According to the explorers, the cave was named after a Covid variant “to remind future cavers of contemporary events.”

Parts of the cave are even named after various Covid-related terminology, including “Test Station Queue,” “Super Spreader,” and “Daily Cases,” the ABC reports.

The explorers faced challenging conditions underground, in part due to high water levels resulting from recent snowfall in the Australian winter.

“The cave was extremely strenuous,” said speleologist Ben Armstrong.

'A tiring expedition': The explorers celebrate as they reach the bottom of the Delta Variant, Australia's deepest known cave

‘A tiring expedition’: the explorers celebrate as they reach the bottom of the Delta Variant, Australia’s deepest known cave

The explorers faced challenging conditions underground, in part due to high water levels resulting from recent snowfall in the Australian winter

The explorers faced challenging conditions underground, in part due to high water levels resulting from recent snowfall in the Australian winter

‘It was extremely vertical, climbing and descending hundreds of meters on ropes.’

The cave is meters away from the entrance to the Niggly and Growling Swalet cave system.

It includes Niggly Cave, discovered in 1994, which was previously the deepest known cave in the country.

Gabriel C Rau, a lecturer at Newcastle University’s School of Environmental and Life Sciences, said the Delta Variant is just an “entry to the wider world of caves.”

“I’m sure there are small spaces, too small for us to explore, that open up into much longer or larger systems than we’ve ever discovered,” he wrote. The conversation.

Pictured, a cave explorer in Tasmania's Niggly Cave, Australia's previous record cave for depth

Pictured, a cave explorer in Tasmania’s Niggly Cave, Australia’s previous record cave for depth

CAVER CLOSED SUBSTRATE IS SAVED ALIVE AFTER THREE DAY MISSION

A seriously injured caver who was stranded in a 900-foot-deep cave system beneath the Brecon Beacons after falling off a 50-foot ledge was dramatically rescued last November.

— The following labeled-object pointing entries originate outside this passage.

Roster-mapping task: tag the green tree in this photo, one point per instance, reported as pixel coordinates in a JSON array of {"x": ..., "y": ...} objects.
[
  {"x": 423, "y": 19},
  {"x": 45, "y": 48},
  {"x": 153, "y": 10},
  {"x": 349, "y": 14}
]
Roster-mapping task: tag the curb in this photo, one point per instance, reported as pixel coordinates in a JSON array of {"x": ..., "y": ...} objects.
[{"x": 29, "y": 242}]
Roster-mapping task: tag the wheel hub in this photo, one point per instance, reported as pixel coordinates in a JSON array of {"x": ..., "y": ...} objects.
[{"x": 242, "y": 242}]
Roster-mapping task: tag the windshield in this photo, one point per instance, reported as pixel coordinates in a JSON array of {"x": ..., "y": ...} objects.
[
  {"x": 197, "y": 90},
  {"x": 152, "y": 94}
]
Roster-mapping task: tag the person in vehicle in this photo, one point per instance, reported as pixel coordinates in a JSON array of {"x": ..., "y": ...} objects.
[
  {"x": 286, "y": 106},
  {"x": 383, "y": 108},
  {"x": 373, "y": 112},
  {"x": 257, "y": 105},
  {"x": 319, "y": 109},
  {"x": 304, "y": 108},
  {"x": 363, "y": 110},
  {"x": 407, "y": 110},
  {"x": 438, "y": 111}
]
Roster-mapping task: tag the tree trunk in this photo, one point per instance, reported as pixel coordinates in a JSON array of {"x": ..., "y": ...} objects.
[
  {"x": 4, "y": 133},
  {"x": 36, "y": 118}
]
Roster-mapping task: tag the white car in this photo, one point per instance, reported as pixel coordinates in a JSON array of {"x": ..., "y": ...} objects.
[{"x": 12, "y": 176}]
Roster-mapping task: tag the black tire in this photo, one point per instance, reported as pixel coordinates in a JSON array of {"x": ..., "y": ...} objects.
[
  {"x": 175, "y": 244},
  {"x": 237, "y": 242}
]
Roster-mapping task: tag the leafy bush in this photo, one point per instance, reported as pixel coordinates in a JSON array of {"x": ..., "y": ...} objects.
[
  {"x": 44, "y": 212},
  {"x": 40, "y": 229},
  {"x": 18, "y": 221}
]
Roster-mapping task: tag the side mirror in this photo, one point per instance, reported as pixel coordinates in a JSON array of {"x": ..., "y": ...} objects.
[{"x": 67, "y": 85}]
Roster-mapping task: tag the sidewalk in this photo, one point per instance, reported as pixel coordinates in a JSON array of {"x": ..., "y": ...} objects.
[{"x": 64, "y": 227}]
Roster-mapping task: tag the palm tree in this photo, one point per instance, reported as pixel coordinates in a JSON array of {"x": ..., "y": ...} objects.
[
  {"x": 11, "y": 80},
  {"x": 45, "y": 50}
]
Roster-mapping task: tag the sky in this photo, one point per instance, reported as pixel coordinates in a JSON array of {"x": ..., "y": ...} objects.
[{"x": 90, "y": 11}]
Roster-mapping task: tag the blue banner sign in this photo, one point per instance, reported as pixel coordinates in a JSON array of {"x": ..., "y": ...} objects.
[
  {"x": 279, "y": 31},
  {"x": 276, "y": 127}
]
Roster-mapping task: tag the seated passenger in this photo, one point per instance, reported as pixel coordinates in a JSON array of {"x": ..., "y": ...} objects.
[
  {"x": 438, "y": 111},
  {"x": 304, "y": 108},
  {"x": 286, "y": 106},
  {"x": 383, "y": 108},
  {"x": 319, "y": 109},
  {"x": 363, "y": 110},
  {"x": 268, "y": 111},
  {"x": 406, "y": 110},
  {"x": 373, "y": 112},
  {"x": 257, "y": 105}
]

The man in his forties was taken from the caves in Ogof Ffynnon Ddu by a team of rescuers.

About 250 workers, working in 12-hour shifts, brought the man out of the cave system on a stretcher.

After being lifted to the surface, he was clapped and cheered by rescuers before being helped into a cave to rescue Land Rover, ready to be transported to a waiting ambulance.

The operation, which lasted 57 hours and three days, was the longest of its kind performed in Wales.

Nearly 250 rescuers – including the team that rescued 12 young Thai footballers in 2018 – painstakingly transported the injured man on a stretcher through narrow caves interspersed with gushing streams and waterfalls.